Besonders beliebt sind jetzt die Farben Lila und alle Pastelltöne. Hochaktuell ist momentan die so genannte Machart "Minoshe". Das sind geklebte Feder, die wie das seidenweiche Federunterkleid bei Vögeln aussieht. Es ist eine sehr diffizile Handarbeit und erfordert viel Geduld und besonders präzises Arbeiten.

Wo kann man Ihre Federblütenträume bewundern?
Vor einigen Jahrzehnten war das Nachfrageinteresse von Kunden aus aller Welt so groß, dass wir jährlich acht- bis neunmal auf Messen in Deutschland mit einem Stand vertreten waren.
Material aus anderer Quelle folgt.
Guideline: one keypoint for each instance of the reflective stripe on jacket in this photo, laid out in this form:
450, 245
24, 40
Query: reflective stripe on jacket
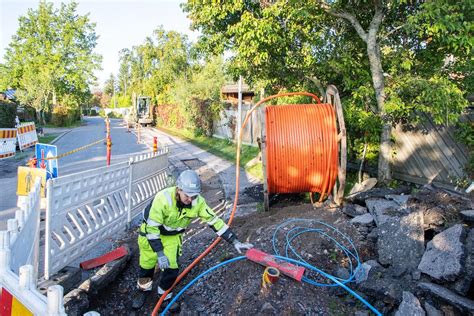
165, 218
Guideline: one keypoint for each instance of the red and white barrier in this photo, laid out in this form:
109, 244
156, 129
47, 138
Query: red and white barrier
26, 134
7, 142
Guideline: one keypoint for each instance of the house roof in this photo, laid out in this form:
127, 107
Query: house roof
234, 88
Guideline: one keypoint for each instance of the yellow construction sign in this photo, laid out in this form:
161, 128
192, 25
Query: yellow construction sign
26, 180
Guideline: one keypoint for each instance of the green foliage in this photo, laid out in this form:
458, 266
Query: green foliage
411, 97
51, 58
198, 98
7, 114
120, 101
423, 49
64, 116
114, 115
150, 69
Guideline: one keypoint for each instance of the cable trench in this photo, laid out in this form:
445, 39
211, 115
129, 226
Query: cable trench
237, 172
291, 230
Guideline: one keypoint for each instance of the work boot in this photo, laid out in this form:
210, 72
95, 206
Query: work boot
144, 286
174, 308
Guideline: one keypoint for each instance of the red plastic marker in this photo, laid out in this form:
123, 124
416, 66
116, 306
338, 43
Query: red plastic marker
110, 256
265, 259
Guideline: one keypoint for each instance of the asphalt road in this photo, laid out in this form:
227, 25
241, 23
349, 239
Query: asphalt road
123, 145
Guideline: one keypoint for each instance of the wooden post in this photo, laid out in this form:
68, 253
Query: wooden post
266, 195
155, 144
332, 97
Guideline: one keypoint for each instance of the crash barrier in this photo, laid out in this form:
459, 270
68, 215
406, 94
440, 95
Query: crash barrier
26, 134
7, 142
19, 263
76, 150
147, 177
24, 230
84, 208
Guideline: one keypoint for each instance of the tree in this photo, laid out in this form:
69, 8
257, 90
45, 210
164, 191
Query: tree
50, 59
152, 67
374, 50
110, 85
197, 95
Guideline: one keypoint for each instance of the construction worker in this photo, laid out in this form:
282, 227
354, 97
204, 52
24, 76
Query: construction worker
164, 222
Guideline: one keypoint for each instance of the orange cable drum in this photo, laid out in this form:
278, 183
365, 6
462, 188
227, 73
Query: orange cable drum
301, 142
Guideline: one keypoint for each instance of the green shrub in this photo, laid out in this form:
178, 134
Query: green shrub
64, 116
114, 115
7, 114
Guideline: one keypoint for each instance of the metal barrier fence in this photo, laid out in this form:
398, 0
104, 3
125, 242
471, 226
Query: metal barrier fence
18, 264
85, 208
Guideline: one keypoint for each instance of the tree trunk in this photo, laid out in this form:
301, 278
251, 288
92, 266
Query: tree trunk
373, 52
376, 70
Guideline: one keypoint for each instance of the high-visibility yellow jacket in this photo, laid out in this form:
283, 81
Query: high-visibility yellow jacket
165, 217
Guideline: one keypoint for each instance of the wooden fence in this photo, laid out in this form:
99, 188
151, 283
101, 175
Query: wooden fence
226, 126
430, 154
427, 155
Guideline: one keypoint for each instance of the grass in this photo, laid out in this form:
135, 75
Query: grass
222, 148
75, 124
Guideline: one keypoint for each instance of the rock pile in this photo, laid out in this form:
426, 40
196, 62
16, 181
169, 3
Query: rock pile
425, 250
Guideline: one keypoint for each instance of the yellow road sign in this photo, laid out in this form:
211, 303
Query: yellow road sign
26, 180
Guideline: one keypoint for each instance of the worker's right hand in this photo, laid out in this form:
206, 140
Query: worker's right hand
163, 261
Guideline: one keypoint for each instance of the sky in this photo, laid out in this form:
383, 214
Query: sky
120, 24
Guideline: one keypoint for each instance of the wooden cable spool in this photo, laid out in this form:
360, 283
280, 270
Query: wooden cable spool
304, 148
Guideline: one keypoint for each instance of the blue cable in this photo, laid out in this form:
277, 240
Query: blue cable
197, 278
290, 236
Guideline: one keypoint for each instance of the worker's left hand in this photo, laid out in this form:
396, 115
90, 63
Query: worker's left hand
239, 246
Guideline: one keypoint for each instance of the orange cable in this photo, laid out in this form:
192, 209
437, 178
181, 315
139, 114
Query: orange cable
236, 197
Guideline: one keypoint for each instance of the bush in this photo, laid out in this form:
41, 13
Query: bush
114, 115
7, 114
63, 116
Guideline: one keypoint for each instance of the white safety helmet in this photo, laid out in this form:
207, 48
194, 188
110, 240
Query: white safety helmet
189, 182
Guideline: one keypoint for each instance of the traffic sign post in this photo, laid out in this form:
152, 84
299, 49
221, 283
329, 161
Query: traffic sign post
44, 151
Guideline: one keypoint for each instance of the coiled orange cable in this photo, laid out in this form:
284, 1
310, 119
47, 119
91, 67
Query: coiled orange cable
302, 154
329, 172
Da die Zugkraft der Messen nachgelassen hat, setzen wir verstärkt auf den Online-Verkauf unserer Federblumen.
Wir besuchen die jährliche Heim+Handwerk-Ausstellung in München und stellen ebenso auf der Mut zum Hutschau in Neuburg an der Donau aus, in diesem Jahr vom 26. bis 28. September. Ebenso zeigen wir Online unserer Produkte. Und natürlich können Interessenten nach telefonischer Voranmeldung zu uns in den Betrieb kommen.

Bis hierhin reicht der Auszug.